The tallest grain silo is the Swissmill Tower in Zurich, Switzerland. This massive storage building is 118 m (387 ft) tall and can hold up to 35,000 tonnes (38,580 tons) of grain. It was designed by architectural firm Harder Haas Partner (CHE) and built for Swissmill (part of the Coop Cooperative) between spring 2013 and April 2016.


This massive silo was built to replace the existing silos on the site, which were in a poor state of repair and had insufficient capacity. Because the mill complex is located in downtown Zurich, expanding outwards was not an option, so the Swissmill decided to go up.

Building the silo was a major engineering challenge as the site is very small, bordered on one side by the Limmat River and adjacent to a major railway bridge. Consequently, the construction of this enormous and incredibly heavy building (it weighs 80,000 tonnes empty) had to be completed without creating a significant seismic disturbance. To achieve this, the building stands on pilings that are 1.2 m (3 ft 11 in) in diameter, 40–45 m (131–147 ft) in length and reach all the way down to the bedrock.

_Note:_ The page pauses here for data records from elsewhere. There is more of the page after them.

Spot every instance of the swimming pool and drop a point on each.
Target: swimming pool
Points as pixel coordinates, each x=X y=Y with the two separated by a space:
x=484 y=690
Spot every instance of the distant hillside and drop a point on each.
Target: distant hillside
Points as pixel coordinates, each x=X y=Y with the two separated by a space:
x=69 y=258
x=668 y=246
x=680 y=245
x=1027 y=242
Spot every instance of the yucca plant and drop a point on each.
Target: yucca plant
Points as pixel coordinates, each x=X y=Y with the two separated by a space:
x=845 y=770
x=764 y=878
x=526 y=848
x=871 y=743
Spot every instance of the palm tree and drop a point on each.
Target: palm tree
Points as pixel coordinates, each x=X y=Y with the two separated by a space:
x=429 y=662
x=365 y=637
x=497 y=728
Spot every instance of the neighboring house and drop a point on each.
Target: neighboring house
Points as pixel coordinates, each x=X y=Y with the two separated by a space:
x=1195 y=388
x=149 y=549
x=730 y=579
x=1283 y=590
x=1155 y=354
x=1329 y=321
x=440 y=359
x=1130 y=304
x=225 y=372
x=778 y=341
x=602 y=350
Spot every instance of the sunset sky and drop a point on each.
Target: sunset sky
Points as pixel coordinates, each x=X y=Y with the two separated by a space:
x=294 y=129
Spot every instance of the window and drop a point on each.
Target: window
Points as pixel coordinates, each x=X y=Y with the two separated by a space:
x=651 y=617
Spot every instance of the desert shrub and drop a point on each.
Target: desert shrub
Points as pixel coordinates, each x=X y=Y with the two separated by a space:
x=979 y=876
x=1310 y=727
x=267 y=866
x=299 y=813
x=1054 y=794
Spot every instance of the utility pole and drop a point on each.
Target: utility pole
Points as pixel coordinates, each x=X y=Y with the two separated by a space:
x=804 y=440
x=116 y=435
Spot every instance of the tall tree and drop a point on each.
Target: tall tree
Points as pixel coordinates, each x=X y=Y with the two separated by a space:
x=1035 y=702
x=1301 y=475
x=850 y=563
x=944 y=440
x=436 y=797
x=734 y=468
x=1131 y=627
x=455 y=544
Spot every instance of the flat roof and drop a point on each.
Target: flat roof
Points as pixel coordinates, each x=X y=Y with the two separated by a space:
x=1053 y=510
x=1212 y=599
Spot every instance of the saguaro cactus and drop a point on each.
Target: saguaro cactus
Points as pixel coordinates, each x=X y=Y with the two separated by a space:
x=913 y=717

To add to the difficulty, the only spot where it could be built was the site of the existing 42-m (137-ft) silo 57, but this existing structure was essential to the operation of the mill. As shutting the mill down for three years was not an option, the new silo was designed to almost completely envelop the existing structure, with massive supporting columns being raised on either side and then the additional floors built over its roof.

The architects opted to make no attempt to disguise the building's industrial function, leaving it as a windowless concrete monolith that towers over the Limmatstadt neighbourhood of Zurich (it's also the second-tallest building in the city). As a result, it has divided opinion among the city's residents. Some appreciate its brutalist simplicity and the fact that it represents an industry that has chosen to remain in its historic home, but others regard it as an eyesore (one article, published shortly after its completion, described it as "118 metres of ugliness").

Various proposals have been put forward since its completion for ways of softening its appearance – including covering it with plants, fake windows or even Europe's highest climbing wall – but so far it has remained unadorned. Its sole non-industrial feature is Swissmill's glamorous modernist boardroom, installed on the very top floor.